I worked backwards starting with connection 3 and making my way to 1. I explained the concept of IP addresses and how to access the router once a wifi connection is made. That would be to open a browser and go to address 192.168.0.1. Once we logged into the router I explained what the different settings were, the difference between WAN and LAN and how to check on the status of the modem. That brought us to connection 2. After that was understood we tried to perfect connection 1.

Now just plugging the modem into the router where it sat initially actually did allow for a 2G connection and internet was accessible. It was just unusably slow. In different locations it was slightly faster and slower. We tried putting the modem at the focus of the satellite dish and moving it a bit from side to side We actually got less reception (0 bars) compared to inside (2 bars). My thinking was that it was too fiddly and uncertain to use a perfect parabolic dish at this stage so we focused on moving the modem on the inside of their shop. Bizarrely, the best reception was towards the back of their shop.

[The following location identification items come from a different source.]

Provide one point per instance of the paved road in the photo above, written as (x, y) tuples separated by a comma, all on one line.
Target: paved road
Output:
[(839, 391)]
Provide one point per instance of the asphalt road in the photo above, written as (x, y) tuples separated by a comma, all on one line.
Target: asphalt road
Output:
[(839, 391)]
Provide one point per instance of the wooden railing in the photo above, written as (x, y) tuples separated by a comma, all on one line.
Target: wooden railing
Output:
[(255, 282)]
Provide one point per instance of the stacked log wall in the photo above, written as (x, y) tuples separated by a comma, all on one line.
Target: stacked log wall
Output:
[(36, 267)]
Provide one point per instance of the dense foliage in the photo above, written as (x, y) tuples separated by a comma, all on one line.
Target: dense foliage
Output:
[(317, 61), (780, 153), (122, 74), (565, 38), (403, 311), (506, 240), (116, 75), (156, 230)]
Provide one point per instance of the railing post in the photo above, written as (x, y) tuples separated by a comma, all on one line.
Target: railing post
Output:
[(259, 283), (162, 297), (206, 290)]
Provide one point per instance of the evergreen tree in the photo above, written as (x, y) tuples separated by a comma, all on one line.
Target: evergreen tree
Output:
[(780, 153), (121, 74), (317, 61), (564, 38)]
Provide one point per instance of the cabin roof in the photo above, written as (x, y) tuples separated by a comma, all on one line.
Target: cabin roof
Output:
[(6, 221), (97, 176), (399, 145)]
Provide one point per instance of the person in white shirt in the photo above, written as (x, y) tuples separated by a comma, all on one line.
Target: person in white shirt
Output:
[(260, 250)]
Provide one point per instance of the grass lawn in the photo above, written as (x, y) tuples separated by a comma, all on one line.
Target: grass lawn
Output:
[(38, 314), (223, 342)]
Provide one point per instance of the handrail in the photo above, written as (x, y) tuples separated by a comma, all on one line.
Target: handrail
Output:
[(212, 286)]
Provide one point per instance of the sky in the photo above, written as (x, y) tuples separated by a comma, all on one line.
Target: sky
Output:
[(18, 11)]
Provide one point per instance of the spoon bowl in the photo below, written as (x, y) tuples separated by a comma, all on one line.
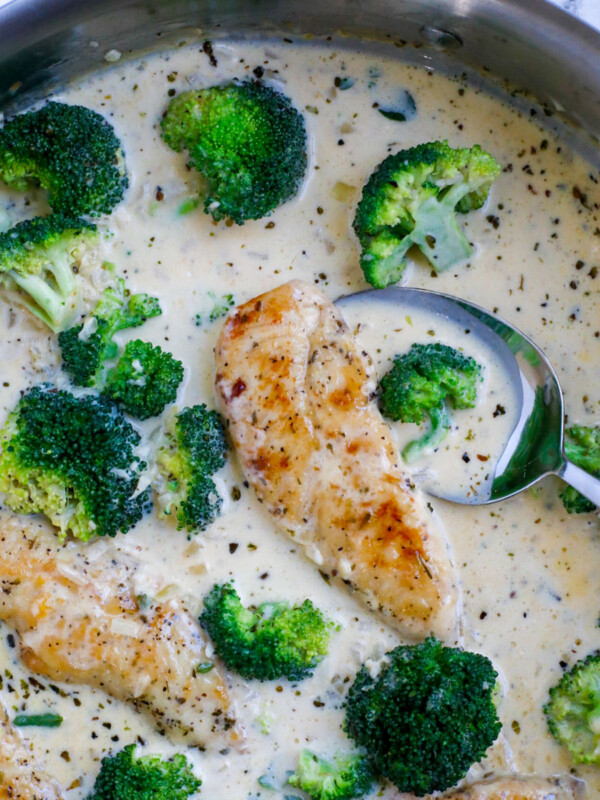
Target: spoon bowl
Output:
[(535, 446)]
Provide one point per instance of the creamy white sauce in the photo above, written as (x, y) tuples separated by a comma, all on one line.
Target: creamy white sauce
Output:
[(528, 571), (464, 463)]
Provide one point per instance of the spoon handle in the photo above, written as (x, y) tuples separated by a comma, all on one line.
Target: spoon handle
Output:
[(579, 479)]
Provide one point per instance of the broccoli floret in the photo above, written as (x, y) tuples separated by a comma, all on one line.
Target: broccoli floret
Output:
[(193, 448), (125, 777), (582, 447), (271, 641), (71, 151), (72, 459), (573, 710), (426, 717), (86, 347), (344, 778), (39, 258), (144, 380), (412, 198), (246, 139), (425, 382)]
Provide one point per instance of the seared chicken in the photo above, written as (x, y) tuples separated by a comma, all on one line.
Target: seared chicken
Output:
[(20, 776), (299, 398), (79, 620), (522, 788)]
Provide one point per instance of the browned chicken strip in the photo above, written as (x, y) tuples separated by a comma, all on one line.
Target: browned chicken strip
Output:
[(21, 778), (299, 398), (80, 622), (522, 788)]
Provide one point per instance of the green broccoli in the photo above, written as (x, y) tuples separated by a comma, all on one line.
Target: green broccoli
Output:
[(344, 778), (193, 448), (72, 459), (411, 198), (423, 383), (582, 447), (573, 710), (71, 151), (246, 139), (87, 346), (426, 717), (144, 380), (269, 642), (125, 777), (39, 259)]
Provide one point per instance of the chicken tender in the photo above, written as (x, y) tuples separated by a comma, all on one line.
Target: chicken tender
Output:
[(21, 778), (77, 613), (522, 788), (299, 398)]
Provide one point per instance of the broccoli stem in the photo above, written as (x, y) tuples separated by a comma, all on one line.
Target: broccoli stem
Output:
[(60, 266), (438, 233), (440, 425), (45, 302)]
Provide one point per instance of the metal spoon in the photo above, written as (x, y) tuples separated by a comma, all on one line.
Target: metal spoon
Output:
[(535, 446)]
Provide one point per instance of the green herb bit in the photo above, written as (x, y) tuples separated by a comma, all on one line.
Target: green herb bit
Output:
[(47, 720)]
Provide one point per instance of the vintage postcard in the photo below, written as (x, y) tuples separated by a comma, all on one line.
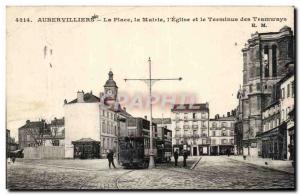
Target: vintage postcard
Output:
[(150, 98)]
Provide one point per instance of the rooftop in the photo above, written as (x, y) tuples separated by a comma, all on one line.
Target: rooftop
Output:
[(190, 107), (87, 98), (162, 120)]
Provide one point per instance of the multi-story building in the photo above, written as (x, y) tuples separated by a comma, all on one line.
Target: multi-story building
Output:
[(163, 122), (265, 57), (271, 139), (99, 118), (41, 133), (274, 140), (190, 125), (56, 135), (11, 145), (287, 108), (221, 134), (32, 133)]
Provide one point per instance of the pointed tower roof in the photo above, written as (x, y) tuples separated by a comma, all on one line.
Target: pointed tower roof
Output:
[(110, 82)]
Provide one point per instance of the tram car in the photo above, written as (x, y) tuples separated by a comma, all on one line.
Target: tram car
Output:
[(163, 143), (134, 144)]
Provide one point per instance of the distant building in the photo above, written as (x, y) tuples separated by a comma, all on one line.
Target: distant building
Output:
[(265, 57), (272, 137), (86, 148), (287, 109), (56, 136), (41, 133), (32, 133), (221, 134), (163, 122), (11, 145), (98, 118), (190, 125)]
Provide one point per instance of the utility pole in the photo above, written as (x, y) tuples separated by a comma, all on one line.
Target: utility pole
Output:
[(150, 81)]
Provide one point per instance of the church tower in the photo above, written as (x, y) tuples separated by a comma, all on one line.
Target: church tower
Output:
[(110, 87)]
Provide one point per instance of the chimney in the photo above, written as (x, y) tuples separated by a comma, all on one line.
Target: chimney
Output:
[(80, 95), (101, 95)]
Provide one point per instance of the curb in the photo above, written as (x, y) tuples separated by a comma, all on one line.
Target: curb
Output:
[(248, 163)]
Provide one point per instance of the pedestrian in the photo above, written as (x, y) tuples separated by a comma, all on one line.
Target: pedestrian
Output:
[(176, 156), (13, 159), (185, 154), (110, 157)]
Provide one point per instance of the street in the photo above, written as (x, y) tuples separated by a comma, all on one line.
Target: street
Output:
[(211, 172)]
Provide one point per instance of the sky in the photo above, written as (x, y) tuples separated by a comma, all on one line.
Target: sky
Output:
[(207, 55)]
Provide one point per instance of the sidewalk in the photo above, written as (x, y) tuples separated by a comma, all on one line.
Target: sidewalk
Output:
[(280, 165)]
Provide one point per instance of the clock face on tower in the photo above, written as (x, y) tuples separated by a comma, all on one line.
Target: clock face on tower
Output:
[(109, 92)]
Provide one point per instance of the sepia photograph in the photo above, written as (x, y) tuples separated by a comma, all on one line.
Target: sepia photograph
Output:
[(144, 98)]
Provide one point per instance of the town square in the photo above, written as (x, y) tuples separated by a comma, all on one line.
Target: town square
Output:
[(115, 104)]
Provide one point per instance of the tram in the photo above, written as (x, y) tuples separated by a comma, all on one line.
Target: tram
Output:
[(134, 145)]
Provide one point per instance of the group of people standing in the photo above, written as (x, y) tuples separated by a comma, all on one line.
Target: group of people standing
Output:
[(110, 158)]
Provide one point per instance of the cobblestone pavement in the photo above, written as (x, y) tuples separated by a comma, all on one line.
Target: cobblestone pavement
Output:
[(212, 172)]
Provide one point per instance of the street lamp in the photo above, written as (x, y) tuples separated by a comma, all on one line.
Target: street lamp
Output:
[(149, 81)]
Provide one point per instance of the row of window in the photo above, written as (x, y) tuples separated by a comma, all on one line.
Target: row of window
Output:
[(223, 124), (187, 116), (203, 141), (223, 141), (222, 133), (109, 115), (109, 128), (289, 89), (108, 143), (271, 124)]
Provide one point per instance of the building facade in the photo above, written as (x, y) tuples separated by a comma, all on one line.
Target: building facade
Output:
[(221, 134), (264, 59), (11, 144), (287, 108), (41, 133), (272, 138), (98, 118), (190, 124)]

That night I went home and used my internet to research methods of improving 3G signal. I quickly came across this video. In the video you will see that pretty decent signal enhancement can be attained by just putting the modem in a saucepan. Yes, this is not parabolic and not focal at all but I think the theory is that you will capture some waves in a wide area and just make them bounce in a fashion which is more likely to hit the modem antenna. I stressed to them that it was important to use a metal pot to allow for this bouncing of EM waves to occur.

The next day we found a pot, as you will see in the pictures below, and tested it. Outside of the pot we couldn’t load the page http://speedof.me which is a simple speed test website. Just a side note, I have never understood why http://speedtest.net thought it was a good idea to fill their page with heavy flash scripts to just do a speed test. If you are doing a speed test it is likely that you don’t have much speed in the first place…..why therefore make the page full of unnecessary data. Seems really stupid.

Junior (left) and Betty (right) testing out the net. You can see the modem in a cooking pot. This was one of our best locations.  As Murphy would have it, it is in the most inconvenient place.
Inside the pot, at the very back of the room, we got 0.03 Mbps speed on average. This was after about 3 tests. Our best location gave us 0.13 Mbps and we were able to stream bits of YouTube video. Junior was very happy to see his favorite music video playing.

I told them to just keep experimenting. Use different sized pots, place the modem in different places in the pot and place the pot in different places at different angles. It will just be a lot of trial and error but I think their internet may just become useable. This is a pretty cool service for them. The closest internet for the surrounding villages is in Kalisizo, and even then it barely works there.

Here you can see all three computers. The router is on top of the monitor.

Two coffee farmers which wandered into the shop got to see the Wikipedia page for coffee for the first time ever.

They also found an article about Ugandan coffee exports going up 7% in the last year.

More internet!

Now that internet is at Lwemodde it will be easy for them to contact Lydia and myself about questions they have or simply research the answers themselves. They still want something to help them learn to type rapidly and so I will work on something which doesn’t use the internet for that. I was thinking of just coding something simple in JavaScript which will run in the browser. That will allow for basic graphics and it should function on all three computers. I can attach the HTML page in an email and they can load it on each computer.